Frontend was a completely different story. CSS, React components, layout architecture, responsive design, how to organize a component library. I had basically no foundation for any of it. I went through a ridiculous number of iterations on the frontend, trying different approaches to component organization, wasting time on patterns that didn’t scale, rebuilding things I’d just built.
But I learned a ridiculous amount. TypeScript, CI/CD pipelines, Firebase Cloud Functions, Firestore indexes and security rules, testing patterns, deployment workflows. All things I never knew I needed to know in order to ship a real web application. Every one of them felt like a wall until I got past it, and then it felt obvious in hindsight.
Where things are now
The codebase is in a pretty clean state at this point. I can add features quickly. The architecture supports rapid iteration in a way that the early versions absolutely did not. The speed of going from idea to shipped feature is kind of amazing compared to where I started.

The product itself is live at livehomier.com. I wrote more about what it does and why it exists in this post announcing the launch. You can set up a property, invite the people you trust, and they can check dates and request stays. There’s co-owner management for shared properties, a co-stay feature for booking rooms when other people are already at the house, and house guides so guests know the wifi password without texting you.

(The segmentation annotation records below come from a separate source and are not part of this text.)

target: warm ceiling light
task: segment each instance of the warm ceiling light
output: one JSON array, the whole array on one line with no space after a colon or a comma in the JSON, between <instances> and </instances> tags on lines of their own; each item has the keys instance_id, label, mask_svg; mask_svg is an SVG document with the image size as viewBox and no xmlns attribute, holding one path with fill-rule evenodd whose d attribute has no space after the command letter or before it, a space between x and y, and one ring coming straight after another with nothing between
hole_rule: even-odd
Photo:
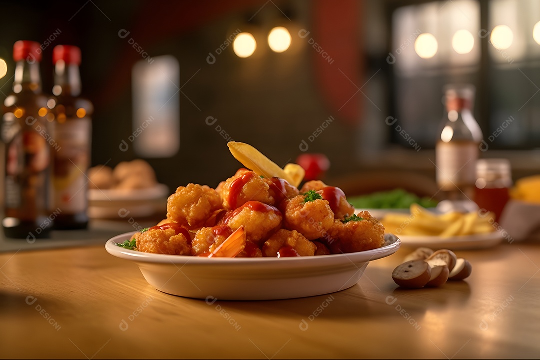
<instances>
[{"instance_id":1,"label":"warm ceiling light","mask_svg":"<svg viewBox=\"0 0 540 360\"><path fill-rule=\"evenodd\" d=\"M253 55L256 49L257 42L249 32L242 32L234 38L233 49L238 57L248 58Z\"/></svg>"},{"instance_id":2,"label":"warm ceiling light","mask_svg":"<svg viewBox=\"0 0 540 360\"><path fill-rule=\"evenodd\" d=\"M268 35L268 45L275 52L286 51L291 47L292 37L286 28L274 28Z\"/></svg>"},{"instance_id":3,"label":"warm ceiling light","mask_svg":"<svg viewBox=\"0 0 540 360\"><path fill-rule=\"evenodd\" d=\"M0 79L8 73L8 64L3 59L0 59Z\"/></svg>"},{"instance_id":4,"label":"warm ceiling light","mask_svg":"<svg viewBox=\"0 0 540 360\"><path fill-rule=\"evenodd\" d=\"M514 42L514 32L505 25L499 25L491 31L491 44L498 50L505 50Z\"/></svg>"},{"instance_id":5,"label":"warm ceiling light","mask_svg":"<svg viewBox=\"0 0 540 360\"><path fill-rule=\"evenodd\" d=\"M452 47L458 54L468 54L474 47L474 37L467 30L458 30L452 38Z\"/></svg>"},{"instance_id":6,"label":"warm ceiling light","mask_svg":"<svg viewBox=\"0 0 540 360\"><path fill-rule=\"evenodd\" d=\"M537 44L540 45L540 21L536 23L534 29L532 29L532 38Z\"/></svg>"},{"instance_id":7,"label":"warm ceiling light","mask_svg":"<svg viewBox=\"0 0 540 360\"><path fill-rule=\"evenodd\" d=\"M430 33L421 34L414 43L414 50L422 59L431 59L437 53L438 49L437 39Z\"/></svg>"}]
</instances>

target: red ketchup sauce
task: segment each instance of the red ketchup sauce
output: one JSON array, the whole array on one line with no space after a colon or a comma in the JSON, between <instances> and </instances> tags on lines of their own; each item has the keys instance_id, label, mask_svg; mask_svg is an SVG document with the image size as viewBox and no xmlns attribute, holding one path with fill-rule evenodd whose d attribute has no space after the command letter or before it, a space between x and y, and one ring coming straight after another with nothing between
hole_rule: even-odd
<instances>
[{"instance_id":1,"label":"red ketchup sauce","mask_svg":"<svg viewBox=\"0 0 540 360\"><path fill-rule=\"evenodd\" d=\"M228 224L231 219L240 214L246 207L251 209L252 211L256 211L259 213L269 213L273 211L276 215L283 216L281 214L281 212L278 210L277 208L271 205L268 205L260 201L248 201L234 211L228 213L222 223L225 225Z\"/></svg>"},{"instance_id":2,"label":"red ketchup sauce","mask_svg":"<svg viewBox=\"0 0 540 360\"><path fill-rule=\"evenodd\" d=\"M246 173L240 178L235 179L231 184L231 190L229 191L229 204L231 208L235 209L238 204L238 196L242 193L242 189L249 180L255 176L255 173L250 171Z\"/></svg>"},{"instance_id":3,"label":"red ketchup sauce","mask_svg":"<svg viewBox=\"0 0 540 360\"><path fill-rule=\"evenodd\" d=\"M300 256L296 250L290 246L284 246L278 252L278 257L296 257Z\"/></svg>"},{"instance_id":4,"label":"red ketchup sauce","mask_svg":"<svg viewBox=\"0 0 540 360\"><path fill-rule=\"evenodd\" d=\"M233 234L233 229L226 225L218 225L212 228L212 233L215 236L225 236L228 237Z\"/></svg>"},{"instance_id":5,"label":"red ketchup sauce","mask_svg":"<svg viewBox=\"0 0 540 360\"><path fill-rule=\"evenodd\" d=\"M166 230L167 229L172 229L176 233L177 235L180 235L181 234L187 240L187 243L191 244L191 236L190 235L190 232L186 228L184 227L180 224L178 224L176 222L170 222L166 224L163 224L163 225L153 226L148 229L148 231L151 230Z\"/></svg>"},{"instance_id":6,"label":"red ketchup sauce","mask_svg":"<svg viewBox=\"0 0 540 360\"><path fill-rule=\"evenodd\" d=\"M330 204L330 208L332 209L334 214L338 213L339 211L340 204L341 203L342 199L347 199L345 193L343 190L339 187L333 186L327 186L323 188L321 191L322 199L328 201Z\"/></svg>"},{"instance_id":7,"label":"red ketchup sauce","mask_svg":"<svg viewBox=\"0 0 540 360\"><path fill-rule=\"evenodd\" d=\"M272 178L269 180L268 185L270 186L270 191L273 193L276 205L279 205L282 201L287 200L285 181L279 178Z\"/></svg>"},{"instance_id":8,"label":"red ketchup sauce","mask_svg":"<svg viewBox=\"0 0 540 360\"><path fill-rule=\"evenodd\" d=\"M259 248L253 242L251 241L246 242L246 247L244 248L244 251L246 253L246 257L256 257L258 250L259 250Z\"/></svg>"}]
</instances>

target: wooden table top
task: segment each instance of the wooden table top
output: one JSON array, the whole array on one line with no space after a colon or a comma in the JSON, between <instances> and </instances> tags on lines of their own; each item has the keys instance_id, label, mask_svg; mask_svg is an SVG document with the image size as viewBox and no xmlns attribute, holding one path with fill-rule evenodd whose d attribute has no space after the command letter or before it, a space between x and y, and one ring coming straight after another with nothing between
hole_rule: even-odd
<instances>
[{"instance_id":1,"label":"wooden table top","mask_svg":"<svg viewBox=\"0 0 540 360\"><path fill-rule=\"evenodd\" d=\"M410 251L340 293L212 304L155 290L103 244L0 254L0 357L540 356L540 244L456 252L470 278L407 290L391 275Z\"/></svg>"}]
</instances>

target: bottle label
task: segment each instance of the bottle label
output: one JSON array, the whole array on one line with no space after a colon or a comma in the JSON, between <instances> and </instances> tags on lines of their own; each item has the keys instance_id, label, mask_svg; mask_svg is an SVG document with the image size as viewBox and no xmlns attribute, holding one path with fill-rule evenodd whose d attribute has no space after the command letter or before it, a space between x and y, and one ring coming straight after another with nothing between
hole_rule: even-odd
<instances>
[{"instance_id":1,"label":"bottle label","mask_svg":"<svg viewBox=\"0 0 540 360\"><path fill-rule=\"evenodd\" d=\"M435 149L437 183L443 191L474 186L478 145L473 141L443 142Z\"/></svg>"},{"instance_id":2,"label":"bottle label","mask_svg":"<svg viewBox=\"0 0 540 360\"><path fill-rule=\"evenodd\" d=\"M53 184L55 206L65 214L88 207L86 173L90 164L92 123L89 118L68 119L57 124Z\"/></svg>"}]
</instances>

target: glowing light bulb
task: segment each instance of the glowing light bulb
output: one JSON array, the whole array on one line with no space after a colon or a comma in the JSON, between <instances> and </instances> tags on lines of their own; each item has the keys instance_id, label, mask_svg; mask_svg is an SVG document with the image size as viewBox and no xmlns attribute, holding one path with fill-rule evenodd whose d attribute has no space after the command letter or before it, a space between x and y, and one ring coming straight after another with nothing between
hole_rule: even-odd
<instances>
[{"instance_id":1,"label":"glowing light bulb","mask_svg":"<svg viewBox=\"0 0 540 360\"><path fill-rule=\"evenodd\" d=\"M535 39L537 44L540 45L540 21L536 23L536 25L532 29L532 38Z\"/></svg>"},{"instance_id":2,"label":"glowing light bulb","mask_svg":"<svg viewBox=\"0 0 540 360\"><path fill-rule=\"evenodd\" d=\"M468 54L474 47L474 37L467 30L458 30L452 38L452 47L458 54Z\"/></svg>"},{"instance_id":3,"label":"glowing light bulb","mask_svg":"<svg viewBox=\"0 0 540 360\"><path fill-rule=\"evenodd\" d=\"M3 59L0 59L0 79L8 73L8 64Z\"/></svg>"},{"instance_id":4,"label":"glowing light bulb","mask_svg":"<svg viewBox=\"0 0 540 360\"><path fill-rule=\"evenodd\" d=\"M431 59L437 53L438 43L435 37L431 34L421 34L414 43L414 50L422 59Z\"/></svg>"},{"instance_id":5,"label":"glowing light bulb","mask_svg":"<svg viewBox=\"0 0 540 360\"><path fill-rule=\"evenodd\" d=\"M253 55L257 49L257 42L249 32L242 32L234 38L233 50L237 56L240 58L248 58Z\"/></svg>"},{"instance_id":6,"label":"glowing light bulb","mask_svg":"<svg viewBox=\"0 0 540 360\"><path fill-rule=\"evenodd\" d=\"M441 140L444 142L450 142L454 137L454 129L450 126L445 126L441 134Z\"/></svg>"},{"instance_id":7,"label":"glowing light bulb","mask_svg":"<svg viewBox=\"0 0 540 360\"><path fill-rule=\"evenodd\" d=\"M292 40L289 31L282 26L274 28L268 35L268 45L275 52L286 51Z\"/></svg>"},{"instance_id":8,"label":"glowing light bulb","mask_svg":"<svg viewBox=\"0 0 540 360\"><path fill-rule=\"evenodd\" d=\"M514 32L512 29L505 25L495 26L491 31L490 38L491 44L498 50L505 50L514 42Z\"/></svg>"}]
</instances>

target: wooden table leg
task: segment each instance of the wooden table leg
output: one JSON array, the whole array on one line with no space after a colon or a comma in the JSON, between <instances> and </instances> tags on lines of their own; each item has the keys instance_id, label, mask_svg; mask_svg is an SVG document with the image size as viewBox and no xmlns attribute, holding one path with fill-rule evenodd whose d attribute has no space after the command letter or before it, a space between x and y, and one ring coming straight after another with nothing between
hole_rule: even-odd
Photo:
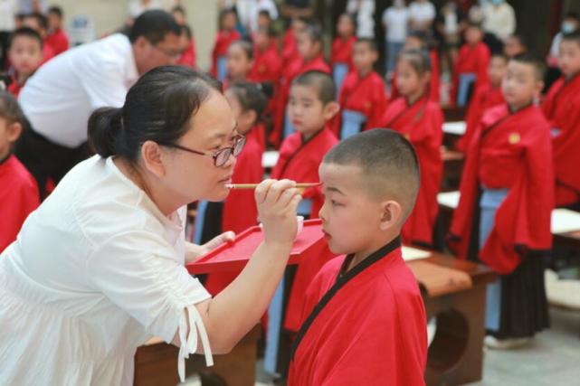
<instances>
[{"instance_id":1,"label":"wooden table leg","mask_svg":"<svg viewBox=\"0 0 580 386\"><path fill-rule=\"evenodd\" d=\"M463 384L481 379L486 287L425 298L427 317L437 316L437 331L427 357L428 385Z\"/></svg>"}]
</instances>

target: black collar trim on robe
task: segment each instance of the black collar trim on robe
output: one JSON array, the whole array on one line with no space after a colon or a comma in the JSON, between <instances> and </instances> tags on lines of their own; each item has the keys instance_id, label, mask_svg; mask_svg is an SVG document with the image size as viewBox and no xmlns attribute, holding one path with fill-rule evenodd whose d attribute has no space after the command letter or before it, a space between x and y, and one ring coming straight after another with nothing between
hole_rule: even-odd
<instances>
[{"instance_id":1,"label":"black collar trim on robe","mask_svg":"<svg viewBox=\"0 0 580 386\"><path fill-rule=\"evenodd\" d=\"M401 247L401 237L398 236L395 239L394 239L391 242L388 244L385 245L382 247L380 249L376 250L376 252L373 252L370 256L368 256L366 259L362 260L360 263L358 263L357 266L355 266L352 269L349 271L346 272L344 275L338 275L337 278L337 281L335 284L328 289L328 292L324 294L319 304L316 305L310 315L309 315L308 318L304 321L302 325L300 326L300 329L299 330L298 334L296 334L296 338L294 339L294 342L292 343L292 348L290 350L290 361L294 359L294 354L296 353L296 350L298 349L299 344L302 341L302 338L304 335L306 335L306 333L308 332L309 328L310 328L310 325L312 325L312 323L314 323L314 320L316 317L320 314L322 309L326 306L326 305L328 304L328 302L332 299L332 297L342 288L344 286L347 285L352 278L357 277L359 273L372 266L377 261L380 261L383 258L386 257L390 253L392 253L394 250L395 250L397 248ZM342 264L342 267L340 268L340 272L343 272L346 268L348 267L348 264L352 260L354 255L347 255L347 258L345 259L345 261Z\"/></svg>"},{"instance_id":2,"label":"black collar trim on robe","mask_svg":"<svg viewBox=\"0 0 580 386\"><path fill-rule=\"evenodd\" d=\"M286 164L284 165L284 167L282 167L282 170L280 172L280 178L283 178L284 173L286 173L286 169L288 169L288 165L290 164L290 162L292 161L294 156L296 156L296 155L299 154L300 152L300 150L302 150L304 148L304 146L306 146L309 143L310 143L312 140L314 140L314 138L316 138L320 134L322 134L322 132L324 131L324 129L326 127L327 127L326 126L323 126L321 129L319 129L319 131L314 133L314 135L312 135L312 137L310 137L309 139L306 139L306 140L304 139L304 136L302 136L302 134L300 133L300 141L302 141L302 145L300 145L300 147L296 149L296 151L290 157L288 157L288 161L286 161Z\"/></svg>"}]
</instances>

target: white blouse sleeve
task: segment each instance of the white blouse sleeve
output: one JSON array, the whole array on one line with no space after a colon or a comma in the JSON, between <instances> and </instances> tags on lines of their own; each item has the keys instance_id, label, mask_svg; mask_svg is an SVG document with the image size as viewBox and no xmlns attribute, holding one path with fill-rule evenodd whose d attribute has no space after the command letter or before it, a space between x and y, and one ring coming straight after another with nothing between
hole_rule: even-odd
<instances>
[{"instance_id":1,"label":"white blouse sleeve","mask_svg":"<svg viewBox=\"0 0 580 386\"><path fill-rule=\"evenodd\" d=\"M211 296L189 275L175 249L161 237L139 231L118 234L91 254L86 274L97 290L135 318L148 334L171 343L178 333L182 381L184 359L197 350L198 334L206 364L214 364L202 317L194 306Z\"/></svg>"}]
</instances>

It’s $4.99/month per property. Guests use it for free. I priced it that way because I wanted the incentive structure to encourage sharing. The more people an owner invites, the more useful the platform becomes for everyone.
The bigger idea
I keep coming back to this: Homier exists because the tools changed. A year ago, building something this complex as a side project would have been either impossible or would have taken years. The AI tooling compressed that timeline enough to make it viable for one person.
And that means there are probably a lot of products like this waiting to be built. Real needs, real willingness to pay, but not enough market size to justify a traditional startup. Individual builders can go after these now. That’s basically why I did it.